Of course the recommendations trotted out by the government are the usual tripe Lack of exercise and unhealthy eating are two of the main causes, We eat too much fatty food, Not enough fruits and vegetables… blah blah blah.

On several occasions I saw people out at restaurants diligently cutting the fat off their steak and then polishing off a huge plate of fries. So the good news is that consumers are keen to follow the prescriptions for a healthy diet. The bad news is that, regardless of continent, the official advice is lousy.

Being on holiday, I ate out the whole time and found a lot of carbs creeping into my diet despite efforts to avoid them. Saying that, there were a few occasions I opted to partake freely because, frankly, I didn’t want to be a complete buzz kill for my travelling companion.
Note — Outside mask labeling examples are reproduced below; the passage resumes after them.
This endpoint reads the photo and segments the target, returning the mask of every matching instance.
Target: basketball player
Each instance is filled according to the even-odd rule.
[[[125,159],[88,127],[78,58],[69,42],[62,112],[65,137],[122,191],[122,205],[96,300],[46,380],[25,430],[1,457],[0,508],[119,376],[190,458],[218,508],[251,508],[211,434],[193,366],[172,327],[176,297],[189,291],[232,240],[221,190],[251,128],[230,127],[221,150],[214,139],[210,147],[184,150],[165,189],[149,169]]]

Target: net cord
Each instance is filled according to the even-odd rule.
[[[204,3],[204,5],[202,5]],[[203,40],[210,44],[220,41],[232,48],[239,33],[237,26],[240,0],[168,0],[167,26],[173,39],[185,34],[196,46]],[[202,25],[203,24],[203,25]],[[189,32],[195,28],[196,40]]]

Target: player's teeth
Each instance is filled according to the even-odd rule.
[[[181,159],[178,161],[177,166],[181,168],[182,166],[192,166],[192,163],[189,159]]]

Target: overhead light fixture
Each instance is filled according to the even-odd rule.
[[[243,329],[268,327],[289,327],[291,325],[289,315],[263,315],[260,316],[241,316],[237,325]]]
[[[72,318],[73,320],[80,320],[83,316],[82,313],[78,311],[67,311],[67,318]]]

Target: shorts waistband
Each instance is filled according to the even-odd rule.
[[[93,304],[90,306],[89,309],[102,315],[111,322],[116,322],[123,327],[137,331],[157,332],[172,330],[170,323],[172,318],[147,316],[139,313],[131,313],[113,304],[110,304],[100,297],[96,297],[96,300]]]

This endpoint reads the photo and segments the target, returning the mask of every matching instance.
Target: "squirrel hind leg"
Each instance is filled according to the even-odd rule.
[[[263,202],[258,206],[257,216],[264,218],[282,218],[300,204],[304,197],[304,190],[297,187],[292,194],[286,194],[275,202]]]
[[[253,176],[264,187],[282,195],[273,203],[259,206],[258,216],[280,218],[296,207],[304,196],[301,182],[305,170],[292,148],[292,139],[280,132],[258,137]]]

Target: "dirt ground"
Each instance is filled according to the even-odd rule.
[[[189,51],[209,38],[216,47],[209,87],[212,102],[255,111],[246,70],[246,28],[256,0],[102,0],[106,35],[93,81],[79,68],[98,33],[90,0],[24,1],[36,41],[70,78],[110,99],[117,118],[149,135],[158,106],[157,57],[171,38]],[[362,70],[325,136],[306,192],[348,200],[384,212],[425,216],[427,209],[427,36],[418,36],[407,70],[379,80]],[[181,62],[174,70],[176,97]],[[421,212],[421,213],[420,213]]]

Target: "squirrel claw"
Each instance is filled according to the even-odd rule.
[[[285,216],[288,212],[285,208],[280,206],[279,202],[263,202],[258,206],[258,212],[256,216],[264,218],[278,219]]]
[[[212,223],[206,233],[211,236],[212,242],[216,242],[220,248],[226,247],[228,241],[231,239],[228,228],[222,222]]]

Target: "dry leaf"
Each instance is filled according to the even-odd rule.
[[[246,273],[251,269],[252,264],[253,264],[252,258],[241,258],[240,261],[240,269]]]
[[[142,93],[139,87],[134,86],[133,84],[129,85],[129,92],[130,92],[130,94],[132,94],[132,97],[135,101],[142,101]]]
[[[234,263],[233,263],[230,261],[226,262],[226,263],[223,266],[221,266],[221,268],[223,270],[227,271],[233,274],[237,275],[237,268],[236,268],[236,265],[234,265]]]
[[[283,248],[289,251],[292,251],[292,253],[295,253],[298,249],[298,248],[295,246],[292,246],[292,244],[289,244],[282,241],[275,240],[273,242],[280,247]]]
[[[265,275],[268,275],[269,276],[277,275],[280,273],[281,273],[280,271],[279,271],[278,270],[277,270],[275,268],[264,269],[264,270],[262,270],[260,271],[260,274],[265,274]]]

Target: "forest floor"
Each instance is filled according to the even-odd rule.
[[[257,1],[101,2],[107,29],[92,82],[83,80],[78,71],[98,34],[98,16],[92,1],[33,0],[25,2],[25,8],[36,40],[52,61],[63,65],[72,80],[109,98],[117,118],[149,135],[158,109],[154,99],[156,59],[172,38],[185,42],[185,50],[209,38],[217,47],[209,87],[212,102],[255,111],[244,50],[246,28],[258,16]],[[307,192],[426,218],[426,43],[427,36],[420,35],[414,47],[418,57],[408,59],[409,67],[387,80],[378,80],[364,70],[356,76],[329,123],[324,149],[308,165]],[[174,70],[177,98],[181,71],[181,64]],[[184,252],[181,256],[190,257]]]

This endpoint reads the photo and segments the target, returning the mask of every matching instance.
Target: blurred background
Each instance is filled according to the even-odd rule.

I was travelling with a carb eater who dove head first into all the goodies available. She’s got her own demons to face on that one but hey – we were on hols.

Neither of us have been working out much lately so I was pleased to note that when we went hill walking, I seemed relatively sprightly. She had to stop for breath on the climbs much more than I did and although my legs got a bit rubbery before hers (by that I mean the low blood sugar feeling) my heart didn’t seem too upset by the sudden demands. I thought I’d be in bad shape for the hills but I felt pretty strong… not much worse that when I was a carb eater and working out like a demon every day.


For of such is the Kingdom of Heaven, 1891
  	For of such is the Kingdom of Heaven

From the Auckland gallery. The image depicts a child’s funeral. Death’s next young victim is suggested in the grey pallor of the flower bearer. The poor children from the countryside, with decidedly healthier complexions, look on at the procession.